How Artificial Intelligence and Machine Learning forbid cyber attacks?
AI and ML might become new paradigms for automation in cybersecurity. They allow predictive analytics to draw statistical inferences to reduce threats with fewer resources. Applications for automated network security include self-encrypting and self-healing drives to secure data and applications.
In the current world of data deluge, it is not possible for humans alone to analyze the billions of logs generated from the existing infrastructure components. Integrating AI into the existing systems including Security Monitoring Solutions, SIEM, Intrusion Detection Systems, Cryptographic technologies and Video vigilance systems may help in addressing many of these challenges to a great extent. Application of AI-based technologies into the prevailing systems will bring in much-enhanced systems that aid in better decision making.
Functionalities and types of AI Applications
The functionalities of AI make a considerable impact in key areas such as Data Mining, Pattern recognition, analytics, Fuzzy logic, development of expert systems, and fraud detection.
Some of the types of AI applications being used in cybersecurity solutions are Spam Filter Applications (spam assassin), Network Intrusion Detection and Prevention, Fraud detection, Credit scoring and next-best offers, Bonnet Detection, Secure User Authentication, Cybersecurity Ratings, Hacking Incident Forecasting
Working in Machine Learning?
Machine learning is an approach to the science of artificial intelligence. Some aspects that set Machine learning unique from other types of programming are the capabilities to learn from huge amounts of data using algorithms constructed by humans to accomplish tasks. The algorithms enable them to learn and adapt to new data so that the machine can think and act more like a human.
The algorithms that are used can be grouped under:
Supervised learning — the computer is provided with parameters or examples to compare with the data inputs.
Unsupervised learning — the computer is fed data and checks the relationships between the data by itself.
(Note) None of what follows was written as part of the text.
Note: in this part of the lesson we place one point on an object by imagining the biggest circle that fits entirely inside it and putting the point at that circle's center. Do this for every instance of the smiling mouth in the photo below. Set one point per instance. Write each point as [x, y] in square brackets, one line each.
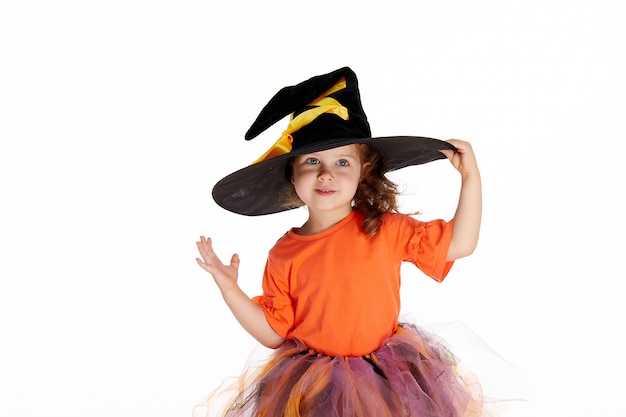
[324, 191]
Limitations of Machine Learning
Once a Machine Learning solution is implemented, we need to ensure that we are detecting the exact thing. On top of that, testing and debugging is complicated, as we need to deal with a lot of uncertainties.
Costs of acquisition, operation, and maintenance are high. Also generally related to the highly specialized, scarce, and expensive expertise required.
The impact of regulatory Artificial Intelligence Cybersecurity frameworks might be varied, involving privacy, data protection and other regulations affects automated decision making.